The IEEE Control Systems Society (CSS) named Dr. Egerstedt as a Distinguished Lecturer for a three-year term. The two topics on which he will lecture are "Control of Multi-Robot Systems: From Formations to Human-Swarm Interactions" and "Choreographic Abstractions in Robotics." The purpose of the IEEE CSS Distinguished Lecturer Program is to help the Society's chapters provide interesting and informative programs for the membership, as well as to industry, universities, and other interested organizations.
Dr. Egerstedt was also recently named as the inaugural deputy editor-in-chief of IEEE Transactions on Control of Networked Systems, which will focus on how one organizes, controls, and coordinates networks of "agents" such as robots, sensors, computers, or even people on social networks. Everyday applications of topics to be covered in the journal include robotics, manufacturing, computer networks, communications systems, and sensor networks, just to name a few. The editorial board is currently being assembled, and the first issue of the journal will be published in January 2014.

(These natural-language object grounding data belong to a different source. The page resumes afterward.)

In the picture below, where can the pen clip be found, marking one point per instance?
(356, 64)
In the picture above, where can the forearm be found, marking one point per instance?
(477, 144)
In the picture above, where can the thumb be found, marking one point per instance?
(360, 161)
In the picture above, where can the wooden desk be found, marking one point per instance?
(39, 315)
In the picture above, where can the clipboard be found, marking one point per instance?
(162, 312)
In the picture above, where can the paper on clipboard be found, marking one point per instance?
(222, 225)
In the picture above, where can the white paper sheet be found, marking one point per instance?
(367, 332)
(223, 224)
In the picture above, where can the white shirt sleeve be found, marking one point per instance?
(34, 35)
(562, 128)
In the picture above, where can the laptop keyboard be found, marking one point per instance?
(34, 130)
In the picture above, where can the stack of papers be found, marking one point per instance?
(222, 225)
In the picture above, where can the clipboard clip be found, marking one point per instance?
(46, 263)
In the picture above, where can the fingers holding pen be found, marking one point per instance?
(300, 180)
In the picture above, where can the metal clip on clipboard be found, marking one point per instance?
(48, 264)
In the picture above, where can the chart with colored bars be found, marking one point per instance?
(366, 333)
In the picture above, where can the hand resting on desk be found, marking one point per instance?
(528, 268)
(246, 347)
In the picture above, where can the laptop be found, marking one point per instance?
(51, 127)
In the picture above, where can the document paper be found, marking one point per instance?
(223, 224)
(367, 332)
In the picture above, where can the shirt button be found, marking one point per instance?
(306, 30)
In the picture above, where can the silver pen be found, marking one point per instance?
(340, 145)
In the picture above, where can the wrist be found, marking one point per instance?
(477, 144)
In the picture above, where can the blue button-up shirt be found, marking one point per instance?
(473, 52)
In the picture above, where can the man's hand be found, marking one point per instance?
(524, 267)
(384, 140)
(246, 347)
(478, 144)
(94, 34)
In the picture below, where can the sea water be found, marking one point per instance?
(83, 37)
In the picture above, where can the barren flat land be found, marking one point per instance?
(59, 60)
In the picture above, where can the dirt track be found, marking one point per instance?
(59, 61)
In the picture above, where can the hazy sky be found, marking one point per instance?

A professor in the School of Electrical and Computer Engineering at Georgia Tech since 2001, Dr. Egerstedt is the director of the Georgia Robotics and Intelligent Systems Laboratory. He was elected as an IEEE Fellow in 2012 "for hybrid and networked control, with applications in robotics."
About the School of Electrical and Computer Engineering
The School of Electrical and Computer Engineering (ECE) is one of eight schools and departments in the College of Engineering at the Georgia Institute of Technology. All ECE undergraduate and graduate programs are in the top 10 of the most recent college rankings by U.S. News & World Report. Over 2,500 students are enrolled in the School’s graduate and undergraduate programs, and in the last academic year, 723 degrees were awarded.
Over 110 ECE faculty members are involved in 11 areas of research, education, and commercialization – bioengineering, computer systems and software, digital signal processing, electric power, electromagnetics, electronic design and applications, microsystems, optics and photonics, systems and controls, telecommunications, and VLSI systems and digital design.
About the Georgia Institute of Technology
The Georgia Institute of Technology is one of the world's premier research universities. Ranked seventh among U.S. News & World Report's top public universities and the eighth best engineering and information technology university in the world by Shanghai Jiao Tong University's Academic Ranking of World Universities, Georgia Tech’s more than 20,000 students are enrolled in its Colleges of Architecture, Computing, Engineering, Liberal Arts, Business, and Sciences. Tech is among the nation's top producers of women and minority engineers. The Institute offers research opportunities to both undergraduate and graduate students and is home to more than 100 interdisciplinary units plus the Georgia Tech Research Institute.